Figura 5. Actividad del factor de transcripción receptor de aril hidrocarburos (AhR) en macrófagos M1 y M2. (A) Esquema de la estructura y modo de acción de AhR. AhR tiene un dominio de unión a DNA en su extremo N-terminal (bHLH) que contiene un sitio de localización nuclear (NLS) y un sitio de exportación nuclear (NES), unos dominios de dimerización y de unión a ligando (PAS-A, PAS-B), y un dominio de transactivación (TAD). AhR reside en el citoplasma celular, y tras su interacción con un ligando se transloca al núcleo y forma un dímero con la molécula ARNT. El complejo AhR/ARNT activa la transcripción de distintos genes a través de los elementos de respuesta XRE. El represor AhRR desplaza a AhR y forma un complejo con ARNT, impidiendo la actividad transcripcional de AhR. AhR se exporta entonces al citoplasma, donde es degradado por el proteasoma. Los ligandos de AhR son muy variados e incluyen xenobióticos como el 2,3,7,8-tetraclorodibenzo-p-dioxina (TCDD). Tomado de Lindsey y Papoutsakis (Stem Cell Rev. Rep. 8, 1223-1235, 2012) y Choudhary y Malek (Int. J. Mol. Sci. 21, 6777, 2020). (B) Expresión del mRNA de AhR y AhRR en macrófagos M1 y M2, determinada por RT-PCR. (C) Expresión de AhR en macrófagos M1 y M2 en condiciones basales (0), y tras la estimulación de AhR con el ligando TCDD a las concentraciones de 0.1 y 10 nM, evaluada por Western blot. Esta figura muestra la degradación de AhR tras su activación con el ligando TCDD, de manera dependiente de la dosiss. (D y E) Efecto de la activación de AhR con TCDD sobre la diferenciación de los macrófagos M1 y M2. (D) Esquema general del experimento. (E) Efecto de TCDD sobre la expresión de citocinas pro- (TNF, IL-6) y anti-inflamatorias (IL-10) en macrófagos diferenciados en presencia de TCDD o vehículo (DMSO). Los resultados demuestran que la activación de AhR genera macrófagos M1 con un perfil inflamatorio menos acentuado, debido a la disminución en la expresión de IL-6.

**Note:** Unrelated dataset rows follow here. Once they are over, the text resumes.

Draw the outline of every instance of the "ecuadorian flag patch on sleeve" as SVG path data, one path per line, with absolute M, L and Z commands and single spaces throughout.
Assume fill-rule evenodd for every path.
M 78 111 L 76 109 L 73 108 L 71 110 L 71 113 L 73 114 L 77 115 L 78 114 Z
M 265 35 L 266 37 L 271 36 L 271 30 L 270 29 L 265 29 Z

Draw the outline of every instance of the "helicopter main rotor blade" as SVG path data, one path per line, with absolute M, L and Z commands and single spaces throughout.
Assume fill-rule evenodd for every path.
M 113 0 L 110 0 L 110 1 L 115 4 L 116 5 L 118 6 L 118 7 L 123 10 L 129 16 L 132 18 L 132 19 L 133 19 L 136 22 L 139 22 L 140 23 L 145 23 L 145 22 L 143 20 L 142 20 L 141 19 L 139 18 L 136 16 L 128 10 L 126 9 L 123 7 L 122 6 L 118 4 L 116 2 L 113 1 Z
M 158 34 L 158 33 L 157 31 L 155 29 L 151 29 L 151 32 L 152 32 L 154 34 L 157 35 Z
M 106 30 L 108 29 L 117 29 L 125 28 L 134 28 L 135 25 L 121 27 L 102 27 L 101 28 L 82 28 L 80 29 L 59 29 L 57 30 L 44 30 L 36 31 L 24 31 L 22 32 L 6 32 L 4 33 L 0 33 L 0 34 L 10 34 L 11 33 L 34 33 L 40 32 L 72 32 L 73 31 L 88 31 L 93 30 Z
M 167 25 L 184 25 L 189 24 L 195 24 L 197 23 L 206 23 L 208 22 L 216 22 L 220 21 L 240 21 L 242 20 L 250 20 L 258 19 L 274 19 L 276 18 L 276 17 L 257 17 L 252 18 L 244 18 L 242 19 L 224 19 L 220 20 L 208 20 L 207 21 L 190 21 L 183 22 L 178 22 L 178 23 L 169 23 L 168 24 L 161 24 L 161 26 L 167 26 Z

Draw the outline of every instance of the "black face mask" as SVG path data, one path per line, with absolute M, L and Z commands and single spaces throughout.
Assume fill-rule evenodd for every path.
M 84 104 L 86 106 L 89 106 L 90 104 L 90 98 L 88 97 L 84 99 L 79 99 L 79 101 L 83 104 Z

Figura 6. Actividad del receptor nuclear Nur77 en macrófagos M1 y M2. (A) Estructura de Nur77. El receptor está formado por dos dominios de transactivación situados en los extremos N- y C-terminal (AF-1 y AF-2), un dominio de unión a DNA (DBD) y un dominio de unión a ligando (LBD). Distintos estímulos como factores de crecimientos y estímulos inflamatorios inducen la transcripción de Nur77, que puede actuar como monómero o heterodímero formando complejos con otros factores de transcripción de su misma familia (NR4A) o de otras familias (RXR). En estas distintas formas une diferentes elementos en el DNA (NBRE, NurRE, DR5). También forma complejos con factores de transcripción como NF-kB o Sp1, modulando su actividad. Tomado de Wu y Chen (Mol. Med. Rep. 18, 4793-4801, 2018) y Banno et al. (Am. J. Pathol. 189, 482-491, 2019). (B) Producción de citocinas en los macrófagos M1 o M2 estimulados con un agonista de Nur77, cytosporone B (CsnB). Los resultados indican que la activación de Nur77 afecta principalmente la producción de citocinas en los macrófagos M1, disminuyendo su carácter inflamatorio debido al decremento en la expresión de citocinas inflamatorias como TNF, IL-1ß, IL-6 e IL-8.